Model's accuracy score on training data: 0.971830985915493
Model's accuracy score on testing data: 0.958041958041958


# Bagging Classifier Model

In [None]:
# instantiate model with default parameters
bag_class = BaggingClassifier(random_state = 42)

In [None]:
# fit model on training data
bag_class.fit(X_train, y_train)

In [None]:
# get accuracy for model
print(f"Model's accuracy score on training data: {bag_class.score(X_train, y_train)}")
print(f"Model's accuracy score on testing data: {bag_class.score(X_test, y_test)}")

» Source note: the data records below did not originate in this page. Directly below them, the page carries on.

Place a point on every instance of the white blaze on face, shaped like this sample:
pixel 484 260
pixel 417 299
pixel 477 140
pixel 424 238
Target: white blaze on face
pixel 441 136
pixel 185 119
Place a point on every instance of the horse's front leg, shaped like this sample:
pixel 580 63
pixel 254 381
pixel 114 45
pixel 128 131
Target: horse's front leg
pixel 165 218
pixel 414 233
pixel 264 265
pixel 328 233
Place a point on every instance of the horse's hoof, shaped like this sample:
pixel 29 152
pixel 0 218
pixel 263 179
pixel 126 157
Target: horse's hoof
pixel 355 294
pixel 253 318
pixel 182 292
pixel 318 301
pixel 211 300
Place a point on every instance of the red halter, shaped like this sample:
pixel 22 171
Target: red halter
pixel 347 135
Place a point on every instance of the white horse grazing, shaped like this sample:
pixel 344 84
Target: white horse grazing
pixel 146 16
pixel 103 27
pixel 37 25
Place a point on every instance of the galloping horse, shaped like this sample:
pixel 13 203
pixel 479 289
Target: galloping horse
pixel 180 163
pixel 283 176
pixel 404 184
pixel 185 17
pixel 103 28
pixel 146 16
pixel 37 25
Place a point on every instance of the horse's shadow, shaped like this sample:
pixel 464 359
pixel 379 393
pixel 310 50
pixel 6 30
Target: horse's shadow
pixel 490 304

Model's accuracy score on training data: 0.9929577464788732
Model's accuracy score on testing data: 0.951048951048951


In [None]:
# consider tuning hyperparameters
# example from LP: n_estimators
bag_class.get_params()

{'base_estimator': 'deprecated',
 'bootstrap': True,
 'bootstrap_features': False,
 'estimator': None,
 'max_features': 1.0,
 'max_samples': 1.0,
 'n_estimators': 10,
 'n_jobs': None,
 'oob_score': False,
 'random_state': 42,
 'verbose': 0,
 'warm_start': False}

In [None]:
# tune hyperparameter n_estimators to improve model performance on test data

# start by guessing some number of n_estimators (refine later if necessary)

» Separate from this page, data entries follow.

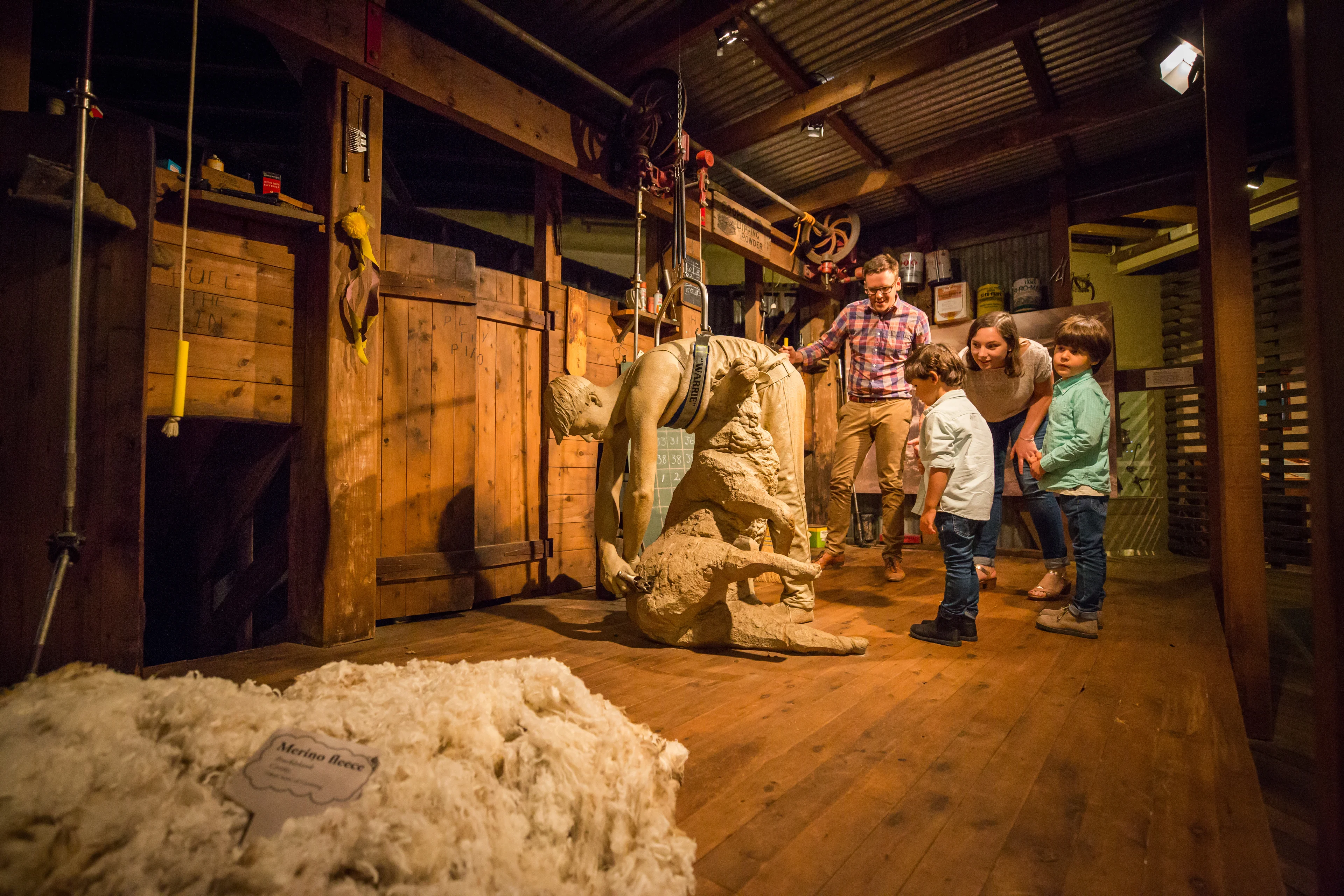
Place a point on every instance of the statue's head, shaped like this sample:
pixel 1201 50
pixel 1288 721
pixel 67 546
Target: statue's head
pixel 574 407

num_estimators = [50, 100, 150, 200]

scores = pd.DataFrame(index = num_estimators, columns = ['Test Score',
                                                         'Train Score'])

for num in num_estimators:
  bag_class = BaggingClassifier(n_estimators = num,
                                random_state = 42)
  bag_class.fit(X_train, y_train)
  train_score = bag_class.score(X_train, y_train)
  test_score = bag_class.score(X_test, y_test)
  scores.loc[num, 'Train Score'] = train_score
  scores.loc[num, 'Test Score'] = test_score

sorted_scores = scores.sort_values(by = 'Test Score',
                                     ascending = False)
  
sorted_scores.head()

Unnamed: 0,Test Score,Train Score
50,0.958042,1.0
100,0.958042,1.0
150,0.958042,1.0
200,0.958042,1.0


In [None]:
# should put plot here to see how n_estimators affects performance

In [None]:
# best version of model is the default (same accuracy score as models with different num_estimators)

# Random Forest Classifier Model

In [None]:
# instantiate model with default parameter settings
rf_class = RandomForestClassifier(random_state = 42)

In [None]:
# fit model on training data
rf_class.fit(X_train, y_train)

In [None]:
# get accuracy for model
print(f"Model's accuracy score on training data: {rf_class.score(X_train, y_train)}")
print(f"Model's accuracy score on testing data: {rf_class.score(X_test, y_test)}")

Model's accuracy score on training data: 1.0
Model's accuracy score on testing data: 0.972027972027972


In [None]:
# these accuracy scores differ from the rf classifier in the solutions notebook??

In [None]:
# consider tuning hyperparameters
# example from LP: max_depth
rf_class.get_params()

{'bootstrap': True,
 'ccp_alpha': 0.0,
 'class_weight': None,
 'criterion': 'gini',
 'max_depth': None,
 'max_features': 'sqrt',
 'max_leaf_nodes': None,
 'max_samples': None,
 'min_impurity_decrease': 0.0,
 'min_samples_leaf': 1,
 'min_samples_split': 2,
 'min_weight_fraction_leaf': 0.0,
 'n_estimators': 100,
 'n_jobs': None,
 'oob_score': False,
 'random_state': 42,
 'verbose': 0,
 'warm_start': False}

In [None]:
# did not tune any hyperparameters for this model

The best model according to test accuracy is the random forest model, which was 97.2% accurate on the test data.